The Zieve lab works primarily in low-temperature experiment, but there are also some projects involving higher temperatures and computer simulations. The lab has a dilution refrigerator that can cool below 50 milliKelvin. A piezo-activated pressure cell can be mounted on the cryostat, enabling us to apply uniaxial stress to solid samples and change that stress at milliKelvin temperatures. Present work is on unconventional superconductors, particularly those with topological influences on their band structure.
Another main piece of low-temperature equipment is a pumped He-3 cryostat with a minimum temperature of 250 milliKelvin. We have used that for experiments on vortices in superfluid helium, but our present vortex experiment uses a home-built apparatus at a toasty 1.3 Kelvin. We levitate a bucket of helium, spin it, and watch the decay of its rotation. The experiment may serve as a useful model for the rotational behavior of neutron stars, where rotational glitches are believed to be caused by the superfluid interior of the stars. We hope to reproduce the glitch behavior and study how it changes with different parameters: rotation speed, rate of rotational damping, container size and shape, wall roughness, etc.

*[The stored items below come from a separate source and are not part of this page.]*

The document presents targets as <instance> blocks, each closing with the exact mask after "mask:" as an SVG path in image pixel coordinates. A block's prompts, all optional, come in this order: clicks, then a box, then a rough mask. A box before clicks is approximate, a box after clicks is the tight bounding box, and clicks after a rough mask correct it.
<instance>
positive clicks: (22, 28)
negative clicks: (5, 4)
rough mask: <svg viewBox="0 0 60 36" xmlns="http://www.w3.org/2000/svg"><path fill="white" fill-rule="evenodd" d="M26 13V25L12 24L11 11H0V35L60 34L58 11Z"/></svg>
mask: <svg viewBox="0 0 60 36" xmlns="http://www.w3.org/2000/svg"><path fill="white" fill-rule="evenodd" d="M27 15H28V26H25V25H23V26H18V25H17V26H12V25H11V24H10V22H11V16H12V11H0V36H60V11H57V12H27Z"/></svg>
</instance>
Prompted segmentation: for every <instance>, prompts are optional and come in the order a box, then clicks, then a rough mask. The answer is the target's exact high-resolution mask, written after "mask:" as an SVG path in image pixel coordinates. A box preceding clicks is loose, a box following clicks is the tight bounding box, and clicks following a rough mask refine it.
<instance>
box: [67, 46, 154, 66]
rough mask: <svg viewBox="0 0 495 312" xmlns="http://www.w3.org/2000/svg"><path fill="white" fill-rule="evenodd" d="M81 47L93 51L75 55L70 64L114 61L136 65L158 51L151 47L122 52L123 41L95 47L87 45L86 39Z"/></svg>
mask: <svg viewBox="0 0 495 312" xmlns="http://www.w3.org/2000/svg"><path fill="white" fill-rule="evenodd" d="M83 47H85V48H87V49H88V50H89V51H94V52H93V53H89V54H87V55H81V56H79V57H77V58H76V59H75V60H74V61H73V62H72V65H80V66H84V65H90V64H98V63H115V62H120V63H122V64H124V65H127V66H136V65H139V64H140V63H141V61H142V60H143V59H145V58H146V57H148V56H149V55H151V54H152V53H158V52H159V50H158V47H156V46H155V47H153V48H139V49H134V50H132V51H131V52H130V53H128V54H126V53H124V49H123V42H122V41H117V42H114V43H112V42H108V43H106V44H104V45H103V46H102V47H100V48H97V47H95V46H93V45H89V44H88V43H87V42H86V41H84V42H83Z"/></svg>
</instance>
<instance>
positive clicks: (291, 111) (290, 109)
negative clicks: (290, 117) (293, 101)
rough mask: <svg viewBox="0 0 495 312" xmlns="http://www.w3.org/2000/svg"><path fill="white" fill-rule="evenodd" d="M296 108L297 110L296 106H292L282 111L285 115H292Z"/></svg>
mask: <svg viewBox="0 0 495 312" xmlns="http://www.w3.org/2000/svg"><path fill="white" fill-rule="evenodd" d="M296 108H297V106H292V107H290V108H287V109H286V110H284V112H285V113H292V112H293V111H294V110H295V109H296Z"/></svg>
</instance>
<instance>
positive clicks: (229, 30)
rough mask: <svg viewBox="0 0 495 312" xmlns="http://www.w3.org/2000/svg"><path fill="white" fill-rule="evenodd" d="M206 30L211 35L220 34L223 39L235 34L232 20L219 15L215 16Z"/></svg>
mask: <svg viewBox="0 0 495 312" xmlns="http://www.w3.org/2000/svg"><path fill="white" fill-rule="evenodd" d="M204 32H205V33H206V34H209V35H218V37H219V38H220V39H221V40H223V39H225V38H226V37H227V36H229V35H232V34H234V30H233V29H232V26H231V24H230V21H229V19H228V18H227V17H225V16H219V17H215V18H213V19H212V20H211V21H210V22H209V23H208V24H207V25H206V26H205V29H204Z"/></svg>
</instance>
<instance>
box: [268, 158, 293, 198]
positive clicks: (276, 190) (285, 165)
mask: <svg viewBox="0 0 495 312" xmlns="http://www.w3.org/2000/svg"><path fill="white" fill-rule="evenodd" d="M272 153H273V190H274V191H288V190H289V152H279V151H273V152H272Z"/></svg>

We have started preliminary measurements of bulk photovoltaics at room temperature. We will use our uniaxial pressure cells to explore how stress affects the photocurrent.
A separate experiment, designed to foster undergraduate involvement, is room-temperature work on granular piles. We have examined the effect of grain shape on pile density and stability; we are now trying to relate the precise grain configuration to a pile's stability.